Accenture’s 2018 Consumer Survey on Digital Health indicates that the tipping point may be here, sort of. Some key findings:
- Consumers had high rates of favorable acceptance and likeliness to use AI-enabled clinical services: home-based diagnostics (66 percent of respondents), virtual health assistants (61 percent), and virtual nurses to monitor health conditions, medications and vital signs at home (55 percent), which may be good news for the future of telehealth services.
- The 2,301 respondents already are using mobile and tablet health apps (48 percent). 44 percent are using patient portals for to fetch their health records, primarily to get information on lab and blood-test results (67 percent), to view physician notes regarding medical visits (55 percent), and their prescription history (41 percent).
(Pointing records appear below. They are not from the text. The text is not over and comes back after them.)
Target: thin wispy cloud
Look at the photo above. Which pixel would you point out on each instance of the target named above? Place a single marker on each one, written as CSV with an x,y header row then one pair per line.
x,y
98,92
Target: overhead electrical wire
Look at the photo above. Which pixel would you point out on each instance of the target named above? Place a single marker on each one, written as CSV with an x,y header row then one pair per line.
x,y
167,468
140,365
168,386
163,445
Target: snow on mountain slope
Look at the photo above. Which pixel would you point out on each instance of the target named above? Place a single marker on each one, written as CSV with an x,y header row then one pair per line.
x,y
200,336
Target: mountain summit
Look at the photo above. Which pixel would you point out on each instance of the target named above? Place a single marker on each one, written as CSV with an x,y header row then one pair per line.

- Wearables are being used by 33 percent and favorably viewed by over 70 percent as beneficial in understanding their health condition (75 percent), engaging with their health (73 percent), and monitoring the health of a loved one (73 percent).
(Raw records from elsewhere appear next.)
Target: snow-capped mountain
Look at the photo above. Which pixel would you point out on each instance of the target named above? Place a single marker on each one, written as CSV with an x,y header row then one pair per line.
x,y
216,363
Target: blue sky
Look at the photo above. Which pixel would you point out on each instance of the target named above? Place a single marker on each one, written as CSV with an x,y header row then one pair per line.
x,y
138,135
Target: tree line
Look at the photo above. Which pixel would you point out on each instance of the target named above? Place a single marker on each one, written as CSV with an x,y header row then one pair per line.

Virtual care seems to be leading the way over wearables and remote patient monitoring–and after-hours care, patient follow-up, and patient education are leading virtual care.
- 25 percent had received virtual care services in the previous year, up from 21 percent in last year’s survey. 16 percent are taking part in remote health consultations, compared with 12 percent in 2016. 14 percent are participating in remote monitoring, up from 9 percent in 2016.
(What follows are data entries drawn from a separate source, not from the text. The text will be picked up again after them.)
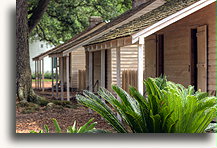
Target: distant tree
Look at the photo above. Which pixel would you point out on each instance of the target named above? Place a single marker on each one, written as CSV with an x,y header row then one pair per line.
x,y
54,21
65,18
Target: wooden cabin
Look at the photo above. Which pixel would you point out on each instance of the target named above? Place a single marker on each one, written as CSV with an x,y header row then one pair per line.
x,y
177,39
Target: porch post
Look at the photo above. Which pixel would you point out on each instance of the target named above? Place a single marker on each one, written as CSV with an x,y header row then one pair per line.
x,y
90,75
140,65
103,68
118,69
57,79
52,76
91,71
35,73
38,74
61,76
67,76
42,74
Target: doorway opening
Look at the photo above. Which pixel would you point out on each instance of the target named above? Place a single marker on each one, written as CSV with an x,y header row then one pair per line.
x,y
194,60
160,55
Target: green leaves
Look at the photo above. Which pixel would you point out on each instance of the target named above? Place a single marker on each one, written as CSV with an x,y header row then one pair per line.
x,y
166,108
86,128
64,19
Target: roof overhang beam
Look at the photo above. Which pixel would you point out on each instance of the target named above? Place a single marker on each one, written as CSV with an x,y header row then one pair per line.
x,y
169,20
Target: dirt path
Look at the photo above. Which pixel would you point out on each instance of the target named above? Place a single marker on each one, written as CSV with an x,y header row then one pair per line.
x,y
65,117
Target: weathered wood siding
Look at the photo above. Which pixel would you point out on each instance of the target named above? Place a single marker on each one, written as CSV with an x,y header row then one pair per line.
x,y
177,46
128,62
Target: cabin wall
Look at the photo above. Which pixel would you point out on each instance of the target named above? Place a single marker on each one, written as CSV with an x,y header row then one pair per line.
x,y
96,68
109,69
128,62
78,62
177,46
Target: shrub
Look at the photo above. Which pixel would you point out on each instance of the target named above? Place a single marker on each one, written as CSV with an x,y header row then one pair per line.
x,y
86,128
166,108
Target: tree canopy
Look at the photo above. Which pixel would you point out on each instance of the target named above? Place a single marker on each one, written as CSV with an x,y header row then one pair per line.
x,y
65,18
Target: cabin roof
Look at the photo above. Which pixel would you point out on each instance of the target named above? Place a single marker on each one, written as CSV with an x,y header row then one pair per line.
x,y
146,20
73,39
112,23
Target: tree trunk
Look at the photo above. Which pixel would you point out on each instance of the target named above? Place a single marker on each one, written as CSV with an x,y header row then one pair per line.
x,y
23,72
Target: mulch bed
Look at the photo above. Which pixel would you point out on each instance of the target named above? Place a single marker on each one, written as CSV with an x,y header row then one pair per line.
x,y
65,117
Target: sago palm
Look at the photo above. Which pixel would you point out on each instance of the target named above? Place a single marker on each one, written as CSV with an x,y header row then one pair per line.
x,y
166,107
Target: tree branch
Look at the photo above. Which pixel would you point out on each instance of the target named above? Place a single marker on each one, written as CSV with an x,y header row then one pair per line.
x,y
44,34
37,13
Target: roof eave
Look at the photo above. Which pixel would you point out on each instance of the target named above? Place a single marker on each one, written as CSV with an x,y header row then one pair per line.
x,y
169,20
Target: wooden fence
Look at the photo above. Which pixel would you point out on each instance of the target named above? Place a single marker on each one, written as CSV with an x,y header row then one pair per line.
x,y
81,79
129,78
- 47 percent state that given a choice, they would prefer a more immediate virtual medical appointment over a delayed in-person appointment.
- For after-hours care, 73 percent said they would use virtual care for after-hours (nights and weekend) appointments.
- 71 percent said they would use virtual care for taking a class on a specific medical condition. 65 percent would use virtual care for a follow-up appointment after an in-person visit.
- Most respondents said they would also use virtual care for a range of additional services, including discussing specific health concerns with medical professionals (73 percent), in-home follow-up after a hospital stay (62 percent), participating in a family member’s medical appointment (59 percent), and being examined for a non-emergency condition (57 percent).